Authors (including presenting author) :
Chak YT(1), Chan LYC(1), Lam YC(1), Wong SL(1), Mok YC(1), Chan LC(1)
Affiliation :
(1)Department of Physiotherapy, Pok Oi Hospital
Introduction :
Lymphedema is a lifelong swelling condition. It is caused by an accumulation of protein-rich fluid in the subcutaneous tissues which is mostly related to the removal of lymph nodes in cancer treatment or malfunction of the lymphatic system. Complete decongestive therapy is the proven effective conservative management of lymphedema. It consists of skin care, manual lymphatic drainage, compression therapy and remedial exercise. Most of the components require skills of health care workers and labour intensive. Since there is a rising trend of breast cancer in Hong Kong and its related upper limb lymphedema over a 10-year postoperative period reached to 49%, the demand for lymphedema treatment has increased dramatically. A pilot structured lymphedema management program focusing on patient empowerment was designed and formed in the physiotherapy department, Pok Oi Hospital in April 2019 to tackle the increased caseload.
Objectives :
This study is to evaluate the effectiveness and efficacy of the structured program.
Methodology :
This is a retrospective study. The assessment results of patients with stage I and II unilateral upper extremity lymphedema were retrieved and analysed in this study. The subjects are divided into two groups according to the treatment program they underwent in the Physiotherapy Department, Pok Oi Hospital – (1) underwent structured lymphedema program during October 2019 to March 2021, and (2) underwent non-structured lymphedema treatment during October 2017 to March 2019. Exclusion criteria are active malignancy, active cellulitis, received lymphedema surgical intervention, stage 0 and III lymphedema. Condition staging, total circumference of the limb and total treatment sessions were collected as the outcome measurements. SPSS was used to analyse the data.
Result & Outcome :
A total of twenty-three female subjects, fourteen from structured and nine from non-structured program, fulfilled the selection criteria and were included in this retrospective analysis. The mean age was 59.8 +/- 9.3 years old.
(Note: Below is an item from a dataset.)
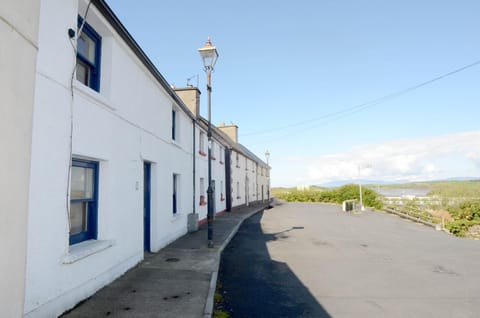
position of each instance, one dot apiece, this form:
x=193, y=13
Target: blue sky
x=284, y=63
Though patients of both groups had a positive effect on the condition such as improvement of the disease staging or reduction of the total circumference, there was no statistically significant improvement in the non-structured group. In contrast, there was a significant decrease in total circumference and condition staging with the p-value 0.005 and 0.046 respectively in the structure group. Apart from the clinical outcome measurement, the mean of total treatment sessions was significantly reduced from 20 sessions in non-structured program to 6 sessions in the structured group with the p-value 0.013. This pilot structured lymphedema management program provides an effective and efficient treatment to the patients. It not only lessens the limb total circumference as well as its staging. It also diminishes the total number of treatment sessions by empowering patient’s self-management.